FUTURISTIC FOOTBALL: AD WEEK’s Tim Nudd wrote the Nike Football commercial that broke Thursday night during the NFL Draft was “rugged, stylized, eye-catching.” The spot from Portland-based Wieden & Kennedy was directed by Mark Romanek and “visually, it’s expert stuff -- clean and futuristic, set in a space-agey stadium tunnel.” But despite “the fancy visuals, it’s the percussive copy that pushes the spot forward.” The voiceover in the commercial says, “This game is not fast. This game is faster” (, 4/27).

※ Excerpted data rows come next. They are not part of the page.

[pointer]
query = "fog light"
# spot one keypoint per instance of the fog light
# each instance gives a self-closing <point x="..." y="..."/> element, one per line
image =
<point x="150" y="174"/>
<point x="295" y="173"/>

IN THE WORKS: Spanish-language sports site is reporting La Liga club Real Madrid is “on the verge of signing a new sponsorship deal with Adidas until 2020.” The figure involved in the deal “has not yet been announced by either side, but the new deal will certainly represent an improvement" on the US$46.3M received by the club for the '11-12 season (, 4/28).

CLARIFICATION: In Wednesday’s issue, THE DAILY mischaracterized details of Procter & Gamble’s recent deal for its Tide brand and the NFL. P&G handled all aspects of that deal with the NFL internally. THE DAILY regrets the error (THE DAILY).